This is an excerpt from Sport Finance-3rd Edition.
As highlighted in chapter 3, a business needs to plan for various expenses. Expenses can include office supplies, raw inventory, facility costs (from mortgages to electrical bills), corporate perks such as season tickets, and an endless number of other expenses. Given the complexity within some organizations, categorizing every dollar spent by a business is difficult because some expenses are grouped into a generic category called general expenses instead of being recorded separately. General expenses for a sport-related business can be highly diverse, as seen in the next Concepts Into Practice example using Speedway Motorsports.

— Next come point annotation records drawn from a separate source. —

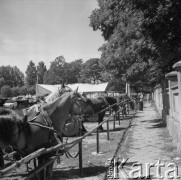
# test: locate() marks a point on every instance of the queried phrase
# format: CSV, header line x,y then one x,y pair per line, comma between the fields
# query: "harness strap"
x,y
107,104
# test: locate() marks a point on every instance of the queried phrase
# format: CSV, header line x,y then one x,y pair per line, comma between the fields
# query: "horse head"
x,y
11,133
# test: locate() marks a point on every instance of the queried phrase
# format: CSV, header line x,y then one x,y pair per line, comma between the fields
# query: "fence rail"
x,y
62,148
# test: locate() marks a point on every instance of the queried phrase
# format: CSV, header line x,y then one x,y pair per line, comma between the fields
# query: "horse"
x,y
29,133
2,101
100,103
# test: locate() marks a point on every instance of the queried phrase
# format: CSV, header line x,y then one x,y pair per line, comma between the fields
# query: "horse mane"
x,y
56,94
9,120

One question often raised relates to ticket prices and player salaries. For example, what effect did the Los Angeles Angels’ 2011 signing of free agent Albert Pujols have on ticket prices? Player salaries are a fixed expense—at the start of the season, the team knows what its total salary obligation will be except for possible bonuses and reductions in salaries if players are injured, cut, or traded. Furthermore, the team can then predict other expenses based on their level of salary expense. Similarly, the team can determine the potential revenue from broadcast rights, luxury seating, and sponsorship income. Considering these potential income areas, the team can examine how much it might need to charge ticket holders to ensure that it can cover its costs. Thus, expenses have a direct effect on prices of various items, from tickets to concessions.
We all know basic costs such as the price of going to McDonald’s and spending $5 for a meal. When you do this, the cost to you is $5. If you earn $10 per hour, you can calculate your cost as 50% of your hourly wage. On the basis of an eight-hour day, you could calculate your $5 meal as 6.25% of your daily wage. Cost analysis is similar for a sport business.